Beşinci %20’lik kesim, 2026 tahmini olan 1,658 milyar USD GSMH’nin gelir dağılımında bir değişiklik olmaz ise %48,1’ini yani 797,5 milyar USD’yi alacak. 2026 nüfus tahminlerine göre %20’lik kesim 17,3 milyon kişi. 797,5 milyar USD’yi 17,3 milyon kişiye böler isek kişi başı gelir 46.100 USD olarak ortaya çıkmaktadır. Bu rakam Avrupa Birliği’nin kişi başı gelir ortalamasının %5 üzerinde. Ortalama hane halkının üç kişilik olduğu verisiyle her aileye yıllık 138.300 USD girmektedir. Bu verilere göre ülkemizde yaşayan 17,3 milyon insanın gelir ortalaması Fransa ile eşit, İtalya’dan %13 daha iyi. Kişi başı gelir Yunanistan’da 24.752 USD, Macaristan’da 23.311 USD, Polonya’da 25.022 USD, İspanya’da 36.192 USD ve Portekiz’de 28.845 USD. Bu verilerin etkilerini pazarda da gözlemliyoruz. Bir yandan pazarda sıkıntı var derken bir yandan hızı kesilmekle beraber devam eden tüketim harcamaları, esasında ülkemizin dinamiklerini gösteriyor. İş dünyası bu dinamiklere göre hedef müşteri ve iş modelini tasarlamalıdır. Dördüncü %20’lik bölümünü de bu gelir grubuna eklersek o zaman kişi sayısı 34,5 milyon ve kişi başı gelir 33.350 USD olup birçok Avrupa ülkesinin ortalamasının üzerinde. Yine OVP’de 2026 tahminleri gerçekleşir ise ülkemizin Meksika’yı geçerek dünyanın 15. ülkesi olma ihtimali var. Sayın Trump’ın koyduğu gümrük vergileri nedeniyle Meksika ekonomisinin biraz hız keseceğini düşünüyoruz.
Bu verilerin arkasında;
1- Büyüme,
2- Enflasyon
3- USD/TL kuru yatmaktadır.
2026 yılında %3,8 büyüyeceğiz ve hedef enflasyon %16. USD bazlı geliri artıran temel veri kur. 2026-2028 OVP’ye göre hesapladığımız ortalama kur, sırasıyla 46,6, 50,7 ve 53,7’dir. Bu verilere dayanarak 2026-2028 yıl sonu için hesapladığımız USD/TL kuru sırasıyla 49,2, 52,2 ve 55,2 TL’dir. 2025 için tahminin 44 TL olduğunu varsayarsak 2026’da TL %12 değer kaybedecek. 527 milyar brüt dış borç ve reel kesimin 187 milyar USD açık pozisyonu bizce en önemli risklerin başında geliyor.
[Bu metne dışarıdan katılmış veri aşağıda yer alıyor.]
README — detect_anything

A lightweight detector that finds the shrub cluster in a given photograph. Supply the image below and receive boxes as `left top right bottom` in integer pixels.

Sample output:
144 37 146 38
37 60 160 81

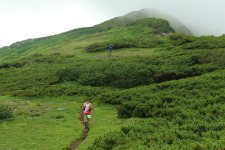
0 104 13 120
57 62 154 88
85 38 164 52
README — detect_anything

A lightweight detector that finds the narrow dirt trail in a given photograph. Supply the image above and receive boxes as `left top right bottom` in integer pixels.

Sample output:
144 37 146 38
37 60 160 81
71 109 89 150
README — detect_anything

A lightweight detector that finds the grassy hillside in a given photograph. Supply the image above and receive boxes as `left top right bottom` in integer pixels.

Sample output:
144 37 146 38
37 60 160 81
0 15 225 150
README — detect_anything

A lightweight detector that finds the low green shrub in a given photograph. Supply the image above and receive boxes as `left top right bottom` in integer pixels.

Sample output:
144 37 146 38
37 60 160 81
0 104 13 120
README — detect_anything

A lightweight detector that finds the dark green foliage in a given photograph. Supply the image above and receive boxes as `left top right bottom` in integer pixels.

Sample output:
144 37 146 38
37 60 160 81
0 104 13 120
57 62 153 88
85 38 164 52
169 33 196 46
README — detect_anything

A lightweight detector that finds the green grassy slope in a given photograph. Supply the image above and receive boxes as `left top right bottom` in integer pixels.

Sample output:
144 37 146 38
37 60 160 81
0 14 225 150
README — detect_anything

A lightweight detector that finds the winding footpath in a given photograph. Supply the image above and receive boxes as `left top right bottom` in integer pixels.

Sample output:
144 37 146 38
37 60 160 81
71 110 89 150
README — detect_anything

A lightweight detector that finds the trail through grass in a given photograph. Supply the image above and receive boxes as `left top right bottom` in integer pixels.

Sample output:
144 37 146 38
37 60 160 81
0 97 123 150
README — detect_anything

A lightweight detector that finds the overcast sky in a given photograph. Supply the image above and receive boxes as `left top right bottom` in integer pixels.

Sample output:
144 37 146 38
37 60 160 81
0 0 225 47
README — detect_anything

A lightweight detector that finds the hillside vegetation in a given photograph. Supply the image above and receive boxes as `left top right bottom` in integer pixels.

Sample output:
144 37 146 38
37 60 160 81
0 13 225 150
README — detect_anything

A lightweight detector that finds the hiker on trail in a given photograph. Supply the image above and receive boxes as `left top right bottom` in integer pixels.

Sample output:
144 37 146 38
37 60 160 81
109 45 112 57
82 99 94 121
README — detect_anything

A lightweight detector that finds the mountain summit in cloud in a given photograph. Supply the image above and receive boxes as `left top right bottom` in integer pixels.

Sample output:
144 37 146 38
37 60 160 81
98 9 192 35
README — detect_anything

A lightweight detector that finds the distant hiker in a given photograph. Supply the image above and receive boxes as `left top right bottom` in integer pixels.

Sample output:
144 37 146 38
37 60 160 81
109 45 112 57
82 99 94 121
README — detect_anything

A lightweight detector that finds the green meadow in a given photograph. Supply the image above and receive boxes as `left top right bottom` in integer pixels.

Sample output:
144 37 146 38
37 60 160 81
0 14 225 150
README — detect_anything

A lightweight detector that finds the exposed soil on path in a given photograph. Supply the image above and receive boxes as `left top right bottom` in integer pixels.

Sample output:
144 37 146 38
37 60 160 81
71 109 89 150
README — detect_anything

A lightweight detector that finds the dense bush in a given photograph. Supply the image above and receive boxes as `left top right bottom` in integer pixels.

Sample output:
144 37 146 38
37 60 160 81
57 62 154 88
0 104 13 120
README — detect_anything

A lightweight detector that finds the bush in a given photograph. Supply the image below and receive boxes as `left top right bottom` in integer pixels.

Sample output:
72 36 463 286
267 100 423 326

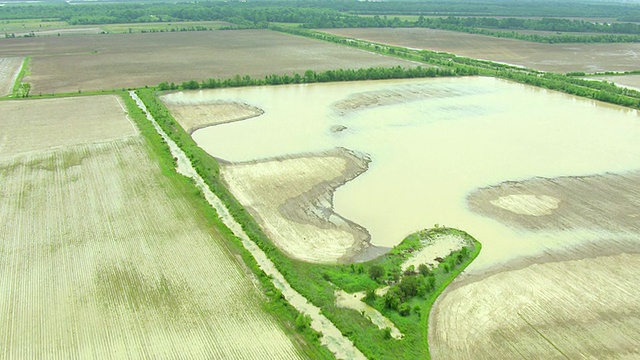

Bize göre rekabet gücümüzü USD/TL kurundan daha fazla etkileyen, ülkemizde USD bazlı kişi başı maliyetlerin artması. İSO 500 Büyük Sanayi Kuruluşu verilerine göre 2024 yılında kişi başı gider 2.350 USD olup 2025 ve 2026 yılında toplamda en az %10 daha artacağını tahmin ediyoruz. Zaten 2026 yılında kişi başı aylık gelir 1.500 USD’yi geçecek. İlk sekiz ayda %50-50 USD-EUR kur sepeti TL karşısında %24 değer kazanırken enflasyon ilk sekiz ayda TÜFE’de %19,8, ÜFE’de ise % 18,97 oldu. İhracat ve turizm gelirlerimizin Euro olduğu gerçeğiyle 2025 yılında TL’nin değer kazandığını söylemek mümkün değil.
Sonuç olarak, USD bazlı verilere göre ülkemizin dünya ekonomisi içindeki payı yükseliyor. Sanayi sektörünün payı %18,7’e geriledi ve hizmet sektörünün payı artıyor: %67. Ülkemizde artık emek ve kura dayalı bir rekabet stratejisinin kazanma olasılığı yok. Seçeneğimiz kalmadı. Teknoloji (son OVP’de en çok tekrarlanan 4. kelime), İnovasyon, tasarım, dijital ve yeşil dönüşüm iş modelimizin ana parçası olmak zorunda. Yapmazsak kaybedeceğiz.